La pharmacocinétique correspond à l’étude du devenir de la molécule thérapeutique dans l’organisme. Celui
du THC est singulier, du fait de son exceptionnelle solubilité dans les lipides/graisses de l’organisme. De ce
fait le THC s’attarde des semaines dans l’organisme. Parmi tous les médicaments connus, seule l’amiodarone
(un anti-angoreux, anti-arythmique) connaît un tel stockage et une telle rémanence d’effet ; ce qui n’est pasdu tout considéré comme un avantage, et complique les choix posologiques.
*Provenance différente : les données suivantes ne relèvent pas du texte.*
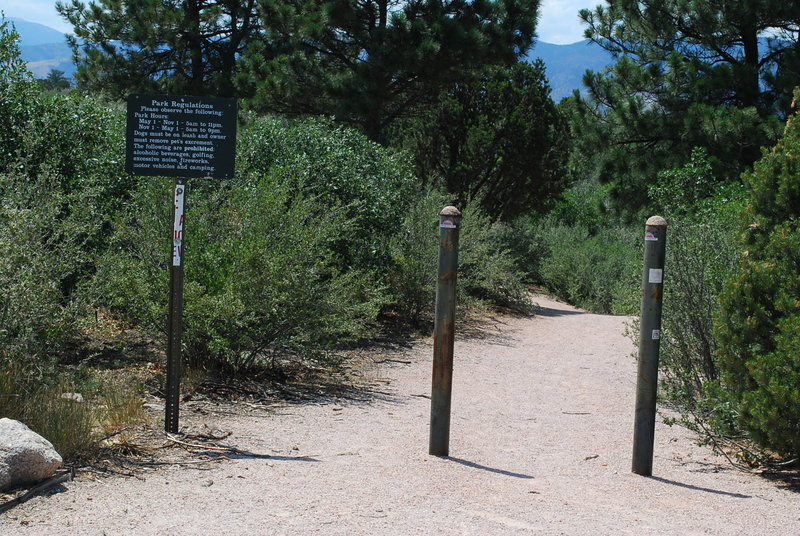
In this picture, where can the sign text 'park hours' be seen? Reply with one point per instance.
(172, 136)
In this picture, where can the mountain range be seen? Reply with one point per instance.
(45, 48)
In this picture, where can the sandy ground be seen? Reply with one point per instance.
(540, 443)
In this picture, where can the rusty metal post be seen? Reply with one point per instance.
(175, 322)
(655, 238)
(444, 331)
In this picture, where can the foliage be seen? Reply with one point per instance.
(689, 74)
(414, 250)
(498, 137)
(369, 63)
(159, 46)
(43, 399)
(486, 270)
(336, 166)
(759, 321)
(60, 180)
(705, 218)
(261, 276)
(599, 272)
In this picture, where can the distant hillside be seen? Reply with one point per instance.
(566, 64)
(33, 33)
(43, 48)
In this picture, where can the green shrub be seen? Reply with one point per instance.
(705, 217)
(261, 272)
(486, 270)
(599, 272)
(61, 180)
(759, 322)
(336, 166)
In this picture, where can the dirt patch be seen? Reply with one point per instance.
(540, 444)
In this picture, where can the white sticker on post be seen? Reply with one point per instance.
(656, 275)
(177, 226)
(656, 334)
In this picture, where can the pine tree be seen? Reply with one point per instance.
(167, 46)
(499, 138)
(690, 73)
(371, 62)
(759, 322)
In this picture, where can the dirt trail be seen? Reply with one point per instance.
(540, 444)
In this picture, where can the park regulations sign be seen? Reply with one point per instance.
(169, 136)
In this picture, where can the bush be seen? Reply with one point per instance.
(61, 180)
(261, 272)
(336, 166)
(486, 270)
(599, 272)
(759, 321)
(705, 218)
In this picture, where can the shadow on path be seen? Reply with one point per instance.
(698, 488)
(485, 468)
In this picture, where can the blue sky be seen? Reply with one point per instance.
(558, 24)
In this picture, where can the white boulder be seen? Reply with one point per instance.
(25, 456)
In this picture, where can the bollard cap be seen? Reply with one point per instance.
(656, 221)
(451, 212)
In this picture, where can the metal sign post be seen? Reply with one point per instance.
(175, 322)
(179, 137)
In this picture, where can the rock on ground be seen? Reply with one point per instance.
(25, 456)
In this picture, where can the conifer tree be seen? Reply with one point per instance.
(690, 73)
(759, 322)
(170, 46)
(371, 62)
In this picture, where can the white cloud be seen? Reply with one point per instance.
(559, 22)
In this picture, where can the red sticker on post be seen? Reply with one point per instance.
(656, 334)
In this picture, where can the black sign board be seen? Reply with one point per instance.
(170, 136)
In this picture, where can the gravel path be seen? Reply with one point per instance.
(540, 444)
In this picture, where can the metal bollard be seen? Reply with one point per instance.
(444, 331)
(649, 340)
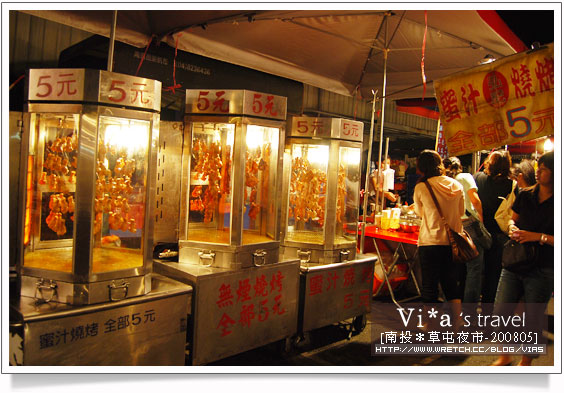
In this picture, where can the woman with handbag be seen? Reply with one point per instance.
(532, 225)
(472, 223)
(492, 184)
(434, 247)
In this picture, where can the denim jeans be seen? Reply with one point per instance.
(474, 271)
(437, 268)
(535, 288)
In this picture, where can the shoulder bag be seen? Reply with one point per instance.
(463, 248)
(504, 213)
(518, 257)
(482, 235)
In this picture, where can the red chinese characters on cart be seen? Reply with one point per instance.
(250, 301)
(353, 282)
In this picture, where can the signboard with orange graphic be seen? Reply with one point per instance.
(508, 101)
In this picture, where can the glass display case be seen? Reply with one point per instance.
(89, 161)
(229, 215)
(321, 189)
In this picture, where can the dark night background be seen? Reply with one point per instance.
(530, 25)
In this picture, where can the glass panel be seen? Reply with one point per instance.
(209, 218)
(50, 189)
(308, 190)
(119, 203)
(261, 157)
(348, 195)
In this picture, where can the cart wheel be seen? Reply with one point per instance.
(359, 323)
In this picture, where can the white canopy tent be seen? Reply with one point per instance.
(337, 50)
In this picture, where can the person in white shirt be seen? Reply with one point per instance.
(435, 253)
(472, 213)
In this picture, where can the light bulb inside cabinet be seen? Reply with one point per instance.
(255, 137)
(126, 135)
(351, 156)
(548, 145)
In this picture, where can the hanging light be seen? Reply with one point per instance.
(548, 145)
(487, 59)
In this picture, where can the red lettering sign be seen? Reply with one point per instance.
(492, 134)
(364, 298)
(263, 311)
(462, 140)
(225, 322)
(332, 279)
(545, 74)
(261, 286)
(219, 105)
(243, 290)
(276, 282)
(247, 315)
(351, 129)
(469, 99)
(225, 296)
(521, 80)
(139, 93)
(349, 302)
(276, 309)
(367, 274)
(121, 93)
(496, 89)
(348, 277)
(543, 116)
(449, 103)
(67, 83)
(203, 102)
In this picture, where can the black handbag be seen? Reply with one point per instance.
(483, 236)
(463, 248)
(518, 257)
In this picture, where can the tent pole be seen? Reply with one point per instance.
(112, 41)
(378, 191)
(382, 173)
(367, 177)
(437, 136)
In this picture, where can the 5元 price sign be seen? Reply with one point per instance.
(509, 101)
(56, 84)
(236, 102)
(128, 90)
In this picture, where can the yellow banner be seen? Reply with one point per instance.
(508, 101)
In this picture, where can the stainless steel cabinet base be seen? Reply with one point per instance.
(147, 330)
(234, 311)
(335, 292)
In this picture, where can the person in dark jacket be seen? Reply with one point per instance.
(492, 184)
(532, 223)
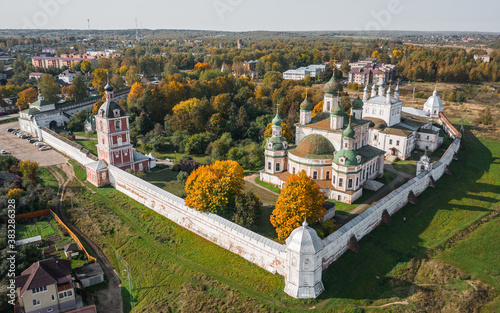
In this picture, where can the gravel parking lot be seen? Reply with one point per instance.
(23, 150)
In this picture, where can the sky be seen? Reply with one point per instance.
(248, 15)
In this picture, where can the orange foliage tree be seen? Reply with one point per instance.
(15, 193)
(214, 187)
(198, 67)
(26, 97)
(28, 169)
(317, 109)
(300, 199)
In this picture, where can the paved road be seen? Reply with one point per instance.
(23, 150)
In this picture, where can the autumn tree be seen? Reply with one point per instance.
(26, 97)
(299, 200)
(15, 193)
(135, 93)
(81, 89)
(198, 67)
(49, 88)
(214, 188)
(99, 79)
(85, 66)
(285, 131)
(69, 92)
(28, 169)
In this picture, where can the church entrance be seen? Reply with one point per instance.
(52, 124)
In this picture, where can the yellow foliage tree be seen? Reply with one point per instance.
(317, 109)
(15, 193)
(26, 97)
(135, 93)
(186, 105)
(300, 199)
(99, 78)
(85, 66)
(285, 131)
(214, 187)
(198, 67)
(28, 169)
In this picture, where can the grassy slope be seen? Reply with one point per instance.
(178, 258)
(88, 144)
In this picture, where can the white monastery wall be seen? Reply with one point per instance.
(337, 243)
(253, 247)
(66, 146)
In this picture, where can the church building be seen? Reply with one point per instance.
(344, 152)
(113, 143)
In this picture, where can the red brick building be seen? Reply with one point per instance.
(113, 143)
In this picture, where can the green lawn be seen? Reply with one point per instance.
(9, 120)
(167, 180)
(184, 272)
(84, 134)
(80, 172)
(387, 178)
(267, 185)
(46, 178)
(88, 144)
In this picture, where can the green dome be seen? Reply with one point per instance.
(349, 155)
(277, 120)
(333, 86)
(306, 105)
(314, 146)
(357, 104)
(348, 133)
(337, 110)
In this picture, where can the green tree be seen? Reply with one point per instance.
(248, 209)
(81, 89)
(49, 88)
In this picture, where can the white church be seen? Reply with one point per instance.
(343, 152)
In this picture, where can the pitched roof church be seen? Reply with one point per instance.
(344, 153)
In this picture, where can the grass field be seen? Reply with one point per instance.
(267, 185)
(80, 172)
(167, 180)
(88, 144)
(188, 273)
(46, 178)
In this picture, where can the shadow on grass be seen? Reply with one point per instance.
(416, 230)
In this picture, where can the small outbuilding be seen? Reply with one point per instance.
(90, 274)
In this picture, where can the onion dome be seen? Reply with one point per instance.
(314, 146)
(333, 86)
(348, 133)
(357, 104)
(277, 120)
(108, 87)
(350, 156)
(337, 110)
(306, 105)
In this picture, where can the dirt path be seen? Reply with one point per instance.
(109, 299)
(251, 179)
(387, 304)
Les interactions du THC avec d’autres médicaments sont nombreuses et parfois importantes. Il potentialise
les effets des divers agents sédatifs/psycholeptiques (benzodiazépines si largement utilisées,
antihistaminiques sédatifs, méprobamate, divers médicaments psychotropes…) sans oublier son association
très détériorante avec l’alcool. Il interagit encore avec un système de résorption et d’excrétion cellulaire de
différents médicaments (la glycoprotéine P).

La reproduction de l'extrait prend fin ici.